I spent most of the last month and half in Mumbai (or Bombay depending on who you ask.) At around 20 million people, the city is the largest in India and definitely one of the craziest. I spent my time there carrying out research on impact measurement strategies in social enterprises. I will post something more focused on the study once I finalize my report and feel better summarizing my findings. The rest of my time I spent exploring Mumbai: enjoying the wonders of globalization through my frequent patronage of Starbucks, making friends at the local powerhouse gym, exploring the plethora of awesome street food options, and most of all, utilizing the craziest public transpiration system I have ever experienced: the trains of Mumbai.
Mumbai is a sprawling city. It stretches over seven islands. 50% of its population resides in shanti-towns or slums. Asia’s largest slum, and the slum at the center of Slumdog Millionaire, is located there. Much of the rest of the city resides in the vast “suburbs” that spread for miles in all direction. These suburbs are made up of housing societies, malls, and streets filled with all sorts of small shops (mainly street food stalls.) Most of the residents of these neighborhoods commute inside the city to work. Almost all of them, and especially those who live far from the city center or can’t afford another form of transportation, take the trains. The trains operate like a subway system except they are all above ground and they don’t have any doors or automated notification system. There are two classes- one costs 15 rupees for an hour ride (approx..) and the other about 150; the choice was obvious. Due to many recent incidents there are separate trains designated for women as well as for the elderly and handicapped. The other compartments are a free-for-all.

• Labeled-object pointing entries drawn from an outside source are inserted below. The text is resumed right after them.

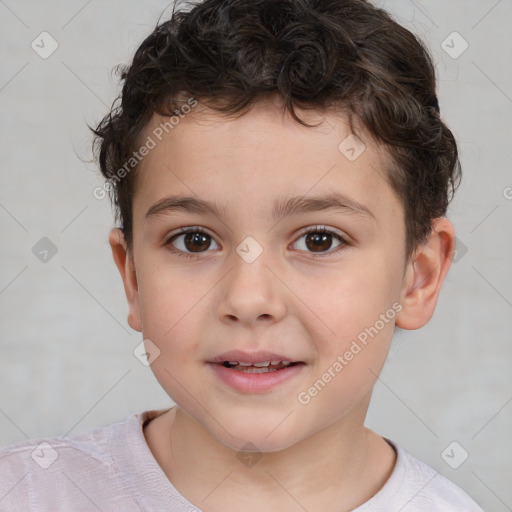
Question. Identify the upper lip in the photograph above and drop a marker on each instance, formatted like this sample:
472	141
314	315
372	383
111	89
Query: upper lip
251	357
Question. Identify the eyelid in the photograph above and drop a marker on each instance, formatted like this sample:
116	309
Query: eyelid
342	238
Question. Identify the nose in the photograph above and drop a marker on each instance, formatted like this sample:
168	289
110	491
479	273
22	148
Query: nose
251	294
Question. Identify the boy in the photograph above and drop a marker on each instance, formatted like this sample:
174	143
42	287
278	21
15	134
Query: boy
281	175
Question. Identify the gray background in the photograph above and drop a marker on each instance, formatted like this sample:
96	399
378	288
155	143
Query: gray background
66	350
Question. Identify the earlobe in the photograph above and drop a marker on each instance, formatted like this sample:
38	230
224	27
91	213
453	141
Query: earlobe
425	274
125	264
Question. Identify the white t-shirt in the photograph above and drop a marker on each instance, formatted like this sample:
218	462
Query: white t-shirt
111	469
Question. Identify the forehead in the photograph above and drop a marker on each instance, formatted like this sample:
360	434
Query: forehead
250	159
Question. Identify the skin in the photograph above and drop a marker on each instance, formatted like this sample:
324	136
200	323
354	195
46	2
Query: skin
315	456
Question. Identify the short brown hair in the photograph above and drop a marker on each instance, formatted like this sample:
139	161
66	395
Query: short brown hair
313	54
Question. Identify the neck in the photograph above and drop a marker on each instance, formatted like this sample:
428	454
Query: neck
338	468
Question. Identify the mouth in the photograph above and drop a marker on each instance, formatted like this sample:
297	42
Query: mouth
258	372
261	367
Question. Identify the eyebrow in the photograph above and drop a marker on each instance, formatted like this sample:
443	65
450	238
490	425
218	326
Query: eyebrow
282	206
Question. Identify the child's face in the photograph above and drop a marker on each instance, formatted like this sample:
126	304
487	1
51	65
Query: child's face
287	301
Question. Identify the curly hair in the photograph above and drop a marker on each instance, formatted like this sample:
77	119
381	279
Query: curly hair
315	54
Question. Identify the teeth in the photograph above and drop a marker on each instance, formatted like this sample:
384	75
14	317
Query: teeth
260	365
259	370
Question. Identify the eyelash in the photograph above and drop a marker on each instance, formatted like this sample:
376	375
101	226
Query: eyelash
198	229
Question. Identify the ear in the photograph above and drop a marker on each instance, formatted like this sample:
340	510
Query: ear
126	266
424	275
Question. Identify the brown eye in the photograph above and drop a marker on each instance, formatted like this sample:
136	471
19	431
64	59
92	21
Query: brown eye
191	240
320	240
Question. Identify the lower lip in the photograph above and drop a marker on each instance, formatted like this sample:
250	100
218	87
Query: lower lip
254	382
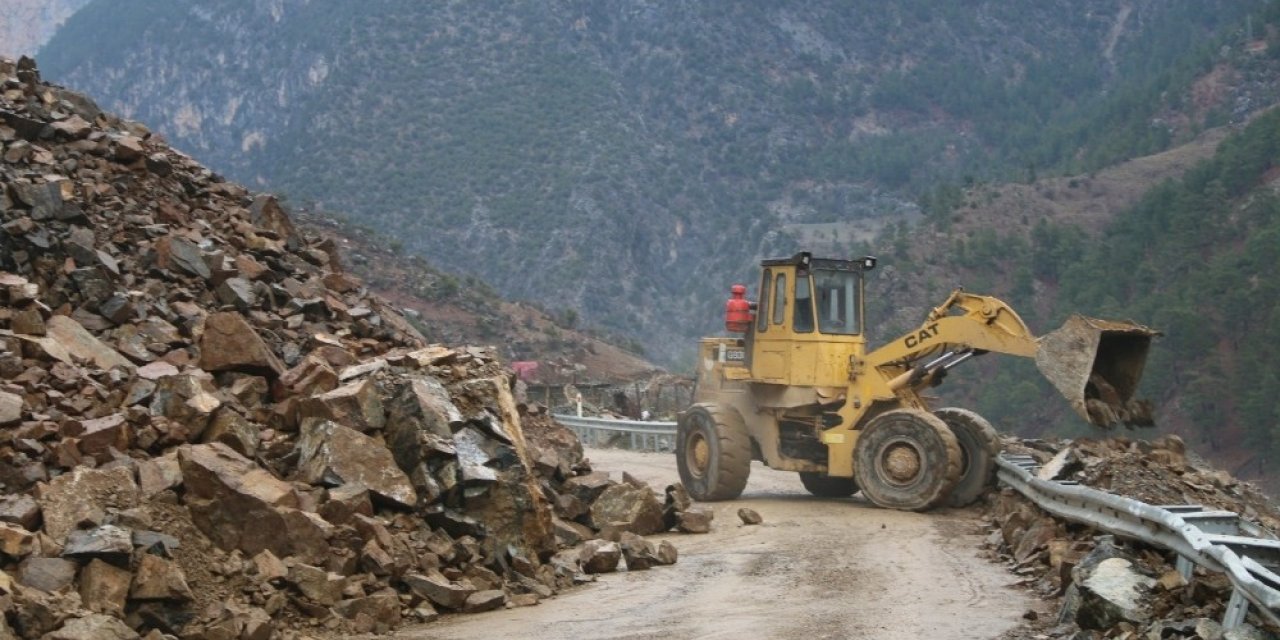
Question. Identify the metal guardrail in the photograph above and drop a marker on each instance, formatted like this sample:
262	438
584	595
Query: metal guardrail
641	435
1217	540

To enter the train its best to get a running start. Once aboard its necessary to use a burst of strength, or well placed elbows, to get through the entryway into the train. If you’re extremely fortunate and the train is relatively empty, you may find a seat. In the case I was able to find a seat, it was nearly impossible for me to stay awake. Luckily the same could be said for the other passengers and inevitably we would all end up asleep on one another- my head on the shoulder of an older businessman, a teenager asleep on my side.

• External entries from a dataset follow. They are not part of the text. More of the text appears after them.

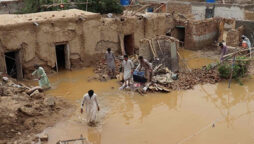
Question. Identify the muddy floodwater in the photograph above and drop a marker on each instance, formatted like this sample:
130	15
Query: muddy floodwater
208	114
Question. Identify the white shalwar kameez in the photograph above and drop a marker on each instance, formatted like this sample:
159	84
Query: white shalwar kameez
91	105
127	67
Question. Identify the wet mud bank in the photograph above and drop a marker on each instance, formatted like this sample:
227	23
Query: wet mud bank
206	114
23	115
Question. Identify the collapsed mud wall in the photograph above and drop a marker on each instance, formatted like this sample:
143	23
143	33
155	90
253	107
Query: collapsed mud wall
38	37
199	34
85	35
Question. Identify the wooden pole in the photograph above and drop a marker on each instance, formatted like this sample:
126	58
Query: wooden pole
231	74
86	4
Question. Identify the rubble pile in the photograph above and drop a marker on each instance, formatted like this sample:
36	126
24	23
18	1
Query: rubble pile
187	80
25	111
165	81
102	71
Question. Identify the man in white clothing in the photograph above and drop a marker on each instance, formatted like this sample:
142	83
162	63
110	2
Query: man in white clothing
92	106
128	67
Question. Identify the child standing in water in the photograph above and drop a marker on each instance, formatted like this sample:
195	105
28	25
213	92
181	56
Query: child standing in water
92	107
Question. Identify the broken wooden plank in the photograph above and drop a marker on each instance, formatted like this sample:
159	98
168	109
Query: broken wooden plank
121	37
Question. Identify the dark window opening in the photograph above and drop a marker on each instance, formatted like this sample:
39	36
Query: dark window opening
129	44
10	60
60	56
180	34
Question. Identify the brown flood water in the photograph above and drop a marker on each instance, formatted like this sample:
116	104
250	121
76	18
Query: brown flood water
208	114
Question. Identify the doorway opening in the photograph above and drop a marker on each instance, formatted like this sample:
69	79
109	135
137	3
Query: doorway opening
180	34
13	64
62	57
129	44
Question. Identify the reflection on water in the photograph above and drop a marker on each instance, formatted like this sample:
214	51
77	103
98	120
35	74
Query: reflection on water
129	118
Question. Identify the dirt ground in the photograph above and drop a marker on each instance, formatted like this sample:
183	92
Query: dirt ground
23	116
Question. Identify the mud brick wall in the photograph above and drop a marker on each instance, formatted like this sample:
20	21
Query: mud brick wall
233	38
248	29
10	7
249	15
200	34
182	8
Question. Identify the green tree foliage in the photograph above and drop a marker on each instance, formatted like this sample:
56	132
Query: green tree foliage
102	6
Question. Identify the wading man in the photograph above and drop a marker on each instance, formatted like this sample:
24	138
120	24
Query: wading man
92	106
42	77
223	51
110	59
146	66
244	38
128	67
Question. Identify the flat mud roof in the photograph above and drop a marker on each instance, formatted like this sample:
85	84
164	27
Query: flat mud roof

During rush hour, such a luxury was impossible. The trains were so full that it was often impossible to breath out all the way. The owner of my gym said that trains were good for muscles- the intensive massages were great for relaxing. As the trains shifted, the collective would shift accordingly. Occasionally, I would life one my legs up to attempt to shift to a less dense area only to find that it was impossible to set it down again. I’m convinced that if I had lifted my other leg up as well, I would have stayed upright, lifted up by the density of people. The worst cars to find yourself in were the open cars that were a third the size of normal compartments and reserved for merchants taking their goods to market. In these compartments I didn’t just have to fight for space with men and children, but with giants sacks of fruits and boxes of goods like watches or fake jeans. One most popular methods of travelling on the trains was the hang out the side of the trains. This was not only an ingenious method of finding air-conditioning, but also an incredible means of witnessing Mumbai. An average train ride was about 45 minutes, although, to get to some of my interviews took as long as 2 ½ hours. Once it was time to get off the train, if you were near the door it was usually expected that you hop off early- an action which resulted in a running/sliding entrance to the platform. The rest exited the same way they entered- through pushing and yelling and laughing.

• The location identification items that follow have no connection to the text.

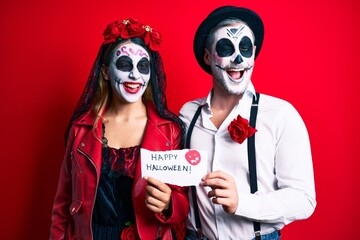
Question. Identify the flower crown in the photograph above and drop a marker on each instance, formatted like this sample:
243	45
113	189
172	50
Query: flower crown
131	28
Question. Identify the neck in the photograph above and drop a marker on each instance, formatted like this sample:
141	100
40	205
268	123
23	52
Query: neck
125	110
222	99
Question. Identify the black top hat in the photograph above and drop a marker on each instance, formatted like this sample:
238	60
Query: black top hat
248	16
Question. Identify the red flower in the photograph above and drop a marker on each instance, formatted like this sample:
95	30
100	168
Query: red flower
132	28
240	129
112	32
130	233
152	39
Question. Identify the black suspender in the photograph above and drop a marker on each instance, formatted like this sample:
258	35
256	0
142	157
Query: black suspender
193	188
251	160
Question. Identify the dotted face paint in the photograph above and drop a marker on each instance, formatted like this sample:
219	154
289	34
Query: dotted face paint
129	71
232	57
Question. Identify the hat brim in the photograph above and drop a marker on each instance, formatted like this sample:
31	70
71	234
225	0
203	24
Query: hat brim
251	18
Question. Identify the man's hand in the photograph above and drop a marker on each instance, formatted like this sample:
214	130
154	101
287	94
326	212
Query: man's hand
223	190
158	195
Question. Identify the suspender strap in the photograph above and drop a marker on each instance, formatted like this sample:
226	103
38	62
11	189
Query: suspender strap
193	188
191	126
252	158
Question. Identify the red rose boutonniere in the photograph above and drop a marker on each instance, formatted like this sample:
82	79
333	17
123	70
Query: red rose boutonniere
131	28
240	129
130	233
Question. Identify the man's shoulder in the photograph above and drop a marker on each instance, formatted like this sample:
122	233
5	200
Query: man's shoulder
189	108
268	101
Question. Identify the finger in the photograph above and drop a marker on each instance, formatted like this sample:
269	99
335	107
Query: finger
150	205
217	174
158	184
157	194
219	193
215	183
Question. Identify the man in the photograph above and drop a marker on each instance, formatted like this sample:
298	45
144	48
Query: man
227	203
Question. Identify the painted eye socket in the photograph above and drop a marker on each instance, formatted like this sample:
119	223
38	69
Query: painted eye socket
224	48
246	47
124	63
144	66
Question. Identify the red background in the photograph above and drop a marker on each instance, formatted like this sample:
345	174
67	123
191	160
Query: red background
309	57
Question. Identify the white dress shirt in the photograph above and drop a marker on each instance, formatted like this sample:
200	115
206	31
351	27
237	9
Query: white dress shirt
286	189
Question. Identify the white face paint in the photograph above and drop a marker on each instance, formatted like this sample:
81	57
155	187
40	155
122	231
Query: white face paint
232	57
129	71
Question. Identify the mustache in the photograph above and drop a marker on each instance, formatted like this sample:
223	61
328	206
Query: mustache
118	81
244	69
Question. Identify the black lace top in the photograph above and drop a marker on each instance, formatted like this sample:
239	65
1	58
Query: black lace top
113	208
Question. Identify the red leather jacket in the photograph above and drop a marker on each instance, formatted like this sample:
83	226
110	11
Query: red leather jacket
79	177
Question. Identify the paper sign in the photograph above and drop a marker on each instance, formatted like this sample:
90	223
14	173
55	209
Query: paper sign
179	167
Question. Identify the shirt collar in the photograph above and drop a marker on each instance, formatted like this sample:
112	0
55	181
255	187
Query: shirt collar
250	91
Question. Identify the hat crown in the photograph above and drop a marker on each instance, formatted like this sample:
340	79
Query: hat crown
248	16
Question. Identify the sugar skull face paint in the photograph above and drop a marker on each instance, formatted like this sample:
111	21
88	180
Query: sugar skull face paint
129	71
232	56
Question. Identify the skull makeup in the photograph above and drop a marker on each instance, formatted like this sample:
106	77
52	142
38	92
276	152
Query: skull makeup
129	71
232	56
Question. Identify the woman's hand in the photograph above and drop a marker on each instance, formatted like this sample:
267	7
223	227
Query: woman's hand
223	190
158	195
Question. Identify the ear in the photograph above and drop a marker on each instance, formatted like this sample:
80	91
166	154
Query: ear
207	57
104	72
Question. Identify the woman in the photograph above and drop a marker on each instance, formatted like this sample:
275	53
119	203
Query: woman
101	194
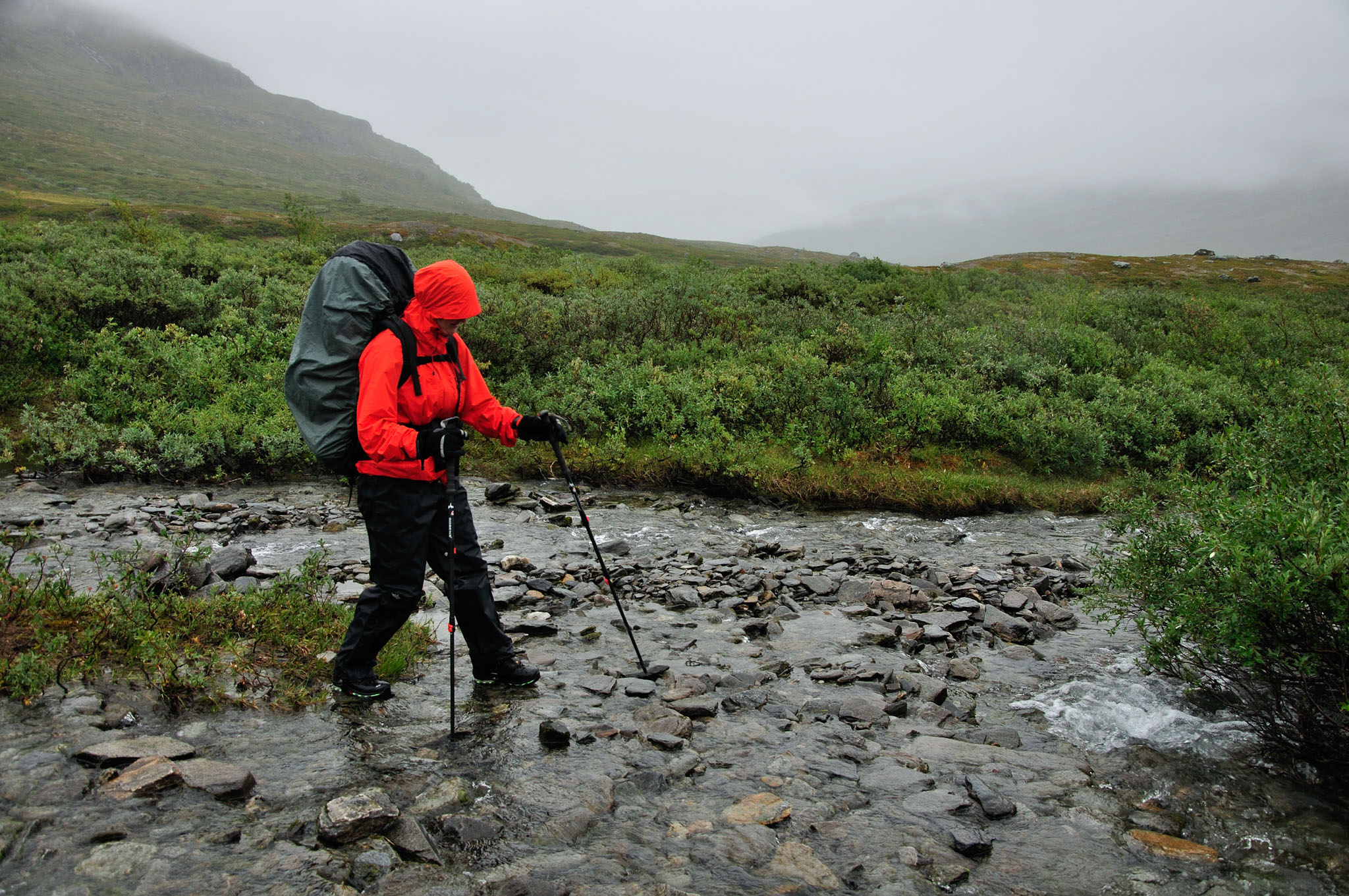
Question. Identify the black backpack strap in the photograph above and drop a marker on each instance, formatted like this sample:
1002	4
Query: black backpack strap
408	340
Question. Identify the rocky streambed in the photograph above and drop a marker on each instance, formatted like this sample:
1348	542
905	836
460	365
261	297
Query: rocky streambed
849	704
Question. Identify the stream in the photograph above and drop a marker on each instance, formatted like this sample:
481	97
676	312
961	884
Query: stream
772	756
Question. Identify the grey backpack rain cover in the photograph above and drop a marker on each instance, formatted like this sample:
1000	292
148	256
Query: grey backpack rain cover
356	293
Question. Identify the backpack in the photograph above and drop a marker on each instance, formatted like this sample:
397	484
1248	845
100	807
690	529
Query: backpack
360	292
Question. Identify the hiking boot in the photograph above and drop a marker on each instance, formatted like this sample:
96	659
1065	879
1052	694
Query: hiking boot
366	687
509	672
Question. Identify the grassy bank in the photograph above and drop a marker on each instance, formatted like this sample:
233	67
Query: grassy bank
945	485
262	647
139	348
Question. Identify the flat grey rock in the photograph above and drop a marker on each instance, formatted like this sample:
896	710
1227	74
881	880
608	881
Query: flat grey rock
937	801
949	620
217	779
468	829
602	685
128	749
348	818
412	843
637	686
993	803
696	706
661	740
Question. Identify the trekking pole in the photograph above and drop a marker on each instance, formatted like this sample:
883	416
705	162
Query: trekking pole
450	593
571	484
451	489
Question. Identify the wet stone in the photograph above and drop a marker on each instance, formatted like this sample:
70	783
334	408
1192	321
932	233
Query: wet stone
217	779
835	768
696	706
798	861
637	686
862	708
231	561
757	808
525	885
819	584
468	829
144	777
1174	847
877	635
374	862
753	698
127	749
348	818
964	669
659	718
649	781
993	803
661	740
602	685
117	861
970	843
938	801
553	733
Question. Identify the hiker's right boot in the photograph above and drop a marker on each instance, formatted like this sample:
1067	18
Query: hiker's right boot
510	673
368	687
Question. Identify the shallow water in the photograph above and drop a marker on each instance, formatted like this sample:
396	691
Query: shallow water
615	816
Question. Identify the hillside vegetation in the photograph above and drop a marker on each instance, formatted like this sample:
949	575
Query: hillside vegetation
91	104
136	348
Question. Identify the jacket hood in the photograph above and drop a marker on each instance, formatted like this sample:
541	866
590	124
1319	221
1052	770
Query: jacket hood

This was not only the most significant aspect of my time in Mumbai due to the extent of time I spent travelling on those trains, but for what it taught me about India. Clearly my experience was very different than the experiences of the girls in my program- but it was significant nonetheless. The people I met were welcoming and familiar. They were inquisitive about my background and what I was doing in Mumbai. The helped push me onto the trains and held on to me if I leaned out. The moved over to give me a seat and taught me to give it up when a woman or senior approached. The pushing, elbowing, and shouting were only overshadowed by the laughing, joking, and brotherly horseplay. The trains not only gave me a badge of honor, everyday they showed me the true Mumbai- its people, its culture, and even its fields and its homes. It may not sound like a tourist attraction, but its surely the backbone of the city.
After four weeks in Mumbai I took an 18-hour train back to Jaipur where I only spent 6 days. The few days were packed with writing (45 pages!), final shopping, some moderate drinking, a visit to the hospital to visit a friend who could have had a better final few days in India, and lots of goodbyes. Because I’m still in India its difficult to separate my experience here from the SIT program. However, my experience traveling, my attitude and my perceptions, had clearly been shaped by the friends and mentors that have surrounded me the last three months. I’m sure my next few weeks will be filled with lots of reflections and I’ll make sure to be better about updating everyone!